This is on a Solaris 11 system with hwloc 1.6.1:
% lstopo-no-graphics
Machine (4095MB) + NUMANode L#0 (P#0 4095MB) + Socket L#0
Core L#0 + PU L#0 (P#0)
Core L#1 + PU L#1 (P#1)
Core L#2 + PU L#2 (P#2)
Core L#3 + PU L#3 (P#3)
% hwloc-bind socket:0.pu:1 hwloc-bind --get
0x0000000f
I assume that output is wrong. I bind to a single core, but the returned mask
shows binding to all four cores.
To confirm that binding is indeed happening and that it's the reporting that's
incorrect:
% hwloc-bind socket:0.pu:0 pbind -q
process id 1773: 0
% hwloc-bind socket:0.pu:1 pbind -q
process id 1774: 1
% hwloc-bind socket:0.pu:2 pbind -q
process id 1775: 2
% hwloc-bind socket:0.pu:3 pbind -q
process id 1776: 3
It seems to me the problem is in topology-solaris.c. In hwloc_solaris_set_sth_cpubind(), we can bind to a single core with
processor_bind(), which is what's happening in our case.
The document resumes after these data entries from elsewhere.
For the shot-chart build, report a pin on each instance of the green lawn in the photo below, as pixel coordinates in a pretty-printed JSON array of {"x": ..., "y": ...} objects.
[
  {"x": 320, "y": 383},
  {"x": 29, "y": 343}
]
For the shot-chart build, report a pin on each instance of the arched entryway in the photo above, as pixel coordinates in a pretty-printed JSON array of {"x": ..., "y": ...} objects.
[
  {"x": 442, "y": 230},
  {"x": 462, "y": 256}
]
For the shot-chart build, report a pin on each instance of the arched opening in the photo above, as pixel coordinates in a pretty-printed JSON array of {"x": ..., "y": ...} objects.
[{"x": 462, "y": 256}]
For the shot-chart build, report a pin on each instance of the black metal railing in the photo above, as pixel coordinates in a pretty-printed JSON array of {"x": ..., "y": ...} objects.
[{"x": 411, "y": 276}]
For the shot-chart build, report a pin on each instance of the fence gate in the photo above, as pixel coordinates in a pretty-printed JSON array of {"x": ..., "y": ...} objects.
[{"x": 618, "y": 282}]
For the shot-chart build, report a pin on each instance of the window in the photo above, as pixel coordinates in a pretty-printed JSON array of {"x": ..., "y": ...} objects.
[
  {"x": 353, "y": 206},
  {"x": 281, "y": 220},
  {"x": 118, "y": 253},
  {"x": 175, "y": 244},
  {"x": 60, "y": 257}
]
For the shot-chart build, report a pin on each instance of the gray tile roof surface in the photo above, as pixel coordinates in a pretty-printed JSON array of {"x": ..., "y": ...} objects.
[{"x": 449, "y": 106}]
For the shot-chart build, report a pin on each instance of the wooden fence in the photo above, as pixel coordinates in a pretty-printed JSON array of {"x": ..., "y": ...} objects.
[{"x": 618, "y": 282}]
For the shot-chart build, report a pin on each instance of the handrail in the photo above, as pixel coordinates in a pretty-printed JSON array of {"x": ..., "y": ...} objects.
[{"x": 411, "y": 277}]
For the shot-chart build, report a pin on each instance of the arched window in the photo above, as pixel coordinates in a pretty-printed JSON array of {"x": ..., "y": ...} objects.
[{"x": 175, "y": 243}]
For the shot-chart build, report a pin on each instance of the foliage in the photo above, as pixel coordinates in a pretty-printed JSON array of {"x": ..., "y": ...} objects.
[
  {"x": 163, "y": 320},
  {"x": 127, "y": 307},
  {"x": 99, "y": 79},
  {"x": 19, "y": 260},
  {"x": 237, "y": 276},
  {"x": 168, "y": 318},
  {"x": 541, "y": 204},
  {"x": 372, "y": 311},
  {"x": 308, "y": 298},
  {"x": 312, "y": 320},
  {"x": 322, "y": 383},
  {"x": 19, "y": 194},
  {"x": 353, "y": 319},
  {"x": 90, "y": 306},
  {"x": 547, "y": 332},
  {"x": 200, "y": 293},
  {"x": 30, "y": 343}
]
Then, in hwloc_solaris_get_sth_cpubind(), we check for lgroup affinity but
not for any processor_bind() binding. So, we assume we're not bound.
How about adding a check upon entry to hwloc_solaris_get_sth_cpubind(): if processor_bind() shows binding, report this and be done.
If not, then continue on with the lgroup logic that's already in that function. Yes?